Hendrick believes that while we haven’t seen the kind of capital erosion required to turn this straight into a hard market, the fact profitability has sunk so low for insurers and reinsurers, while there is evidence that certain lines are underpriced, all suggests that while companies face a hard time making attractive results, some upwards pressure on rates will persist.
Speaking during a recent earnings conference call, Hendrick explained why he feels rates have plenty of reasons to continue firming.
He explained, “Pricing is heading in the right direction. If you went purely for the pricing component of this conversation, you would say a few more points and we’d be going into a hard market pricing environment.
“But to me, the hard market really happens when you’re dictating terms and conditions, when you’re making wholesale changes to the way the business is sold. We’re not there yet.”
He sees some of the rate movements as an industry-wide realisation that rates have been too low and so the repricing has been wholesale and more likely to be sustained in those classes as well. But it’s not yet the market-wide firming that many would like to see.

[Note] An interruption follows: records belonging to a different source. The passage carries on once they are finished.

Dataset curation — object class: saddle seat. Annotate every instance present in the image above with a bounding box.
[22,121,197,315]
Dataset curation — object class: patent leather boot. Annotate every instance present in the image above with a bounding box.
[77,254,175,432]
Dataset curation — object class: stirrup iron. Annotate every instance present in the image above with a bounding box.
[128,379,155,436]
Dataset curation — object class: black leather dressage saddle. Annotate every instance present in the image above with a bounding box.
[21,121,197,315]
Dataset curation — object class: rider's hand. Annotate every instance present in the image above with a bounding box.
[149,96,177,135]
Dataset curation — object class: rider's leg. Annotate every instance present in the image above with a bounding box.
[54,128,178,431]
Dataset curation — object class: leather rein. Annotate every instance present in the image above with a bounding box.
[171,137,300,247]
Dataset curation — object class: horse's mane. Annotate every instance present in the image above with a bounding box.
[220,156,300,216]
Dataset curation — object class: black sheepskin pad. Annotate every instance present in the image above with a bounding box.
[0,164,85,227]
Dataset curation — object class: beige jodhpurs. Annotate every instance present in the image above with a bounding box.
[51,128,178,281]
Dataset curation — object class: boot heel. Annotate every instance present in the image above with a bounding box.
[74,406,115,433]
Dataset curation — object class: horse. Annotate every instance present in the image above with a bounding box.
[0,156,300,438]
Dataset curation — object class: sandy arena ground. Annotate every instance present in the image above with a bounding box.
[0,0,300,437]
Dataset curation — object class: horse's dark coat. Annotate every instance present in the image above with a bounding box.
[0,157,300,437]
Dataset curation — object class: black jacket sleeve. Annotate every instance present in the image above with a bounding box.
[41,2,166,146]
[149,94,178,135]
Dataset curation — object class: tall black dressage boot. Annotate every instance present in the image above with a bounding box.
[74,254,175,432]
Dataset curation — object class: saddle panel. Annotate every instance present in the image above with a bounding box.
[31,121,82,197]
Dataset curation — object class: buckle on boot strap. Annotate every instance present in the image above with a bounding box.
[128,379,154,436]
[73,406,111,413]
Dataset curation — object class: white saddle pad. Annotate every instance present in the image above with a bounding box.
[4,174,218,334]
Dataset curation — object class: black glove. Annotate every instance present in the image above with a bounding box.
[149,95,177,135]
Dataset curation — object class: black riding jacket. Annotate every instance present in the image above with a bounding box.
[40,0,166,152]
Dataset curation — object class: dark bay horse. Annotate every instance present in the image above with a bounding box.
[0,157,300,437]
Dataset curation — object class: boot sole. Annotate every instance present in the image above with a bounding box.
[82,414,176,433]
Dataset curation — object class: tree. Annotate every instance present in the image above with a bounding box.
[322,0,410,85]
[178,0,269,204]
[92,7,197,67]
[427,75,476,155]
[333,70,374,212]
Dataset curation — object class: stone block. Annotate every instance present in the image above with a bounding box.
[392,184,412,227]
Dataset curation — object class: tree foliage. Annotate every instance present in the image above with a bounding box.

Hendrick continued, “We’re doing things in certain classes that need to happen because as an industry, the results have been challenging. But we’re not in that space yet of being able to say that at all in a measurable fashion.
“What would have to happen? It could be a continued drag on poor, under expectation, under hurdle-rate returns. But more likely, classically, it’s been some kind of capital event that causes that to happen.
“I haven’t seen a turn like this in 30 years of doing this. Hard without any capital destruction, effectively. So I think some more tough years of results will keep the momentum going, that’s why I’m pretty positive about it.”
Hendrick explained during the call that longer-tailed lines are continuing to feel the pain of lower yields on the investments side of the business, making it a challenge to remain profitable in those lines.
Alongside this, poor results in many lines of business and elevated losses in areas such as man-made events, are also exacerbating the situation for large re/insurers such as AXA itself.
“There’s a realization that, while we haven’t destroyed industry capital, we have put pressure on earnings and results. That is a very common theme,” Hendrick said.
“Brokers and clients are now accepting of the fact that the price of risk has gone up, that it needs to pay more.”
These factors have driven an understanding that the cost of risk has increased and people want to be compensated for that, which has driven greater industry resolve on pricing across more sides of the market as well.
“This is not a one year and done rate increase, certainly not for long-tail lines of business,” Hendrick said.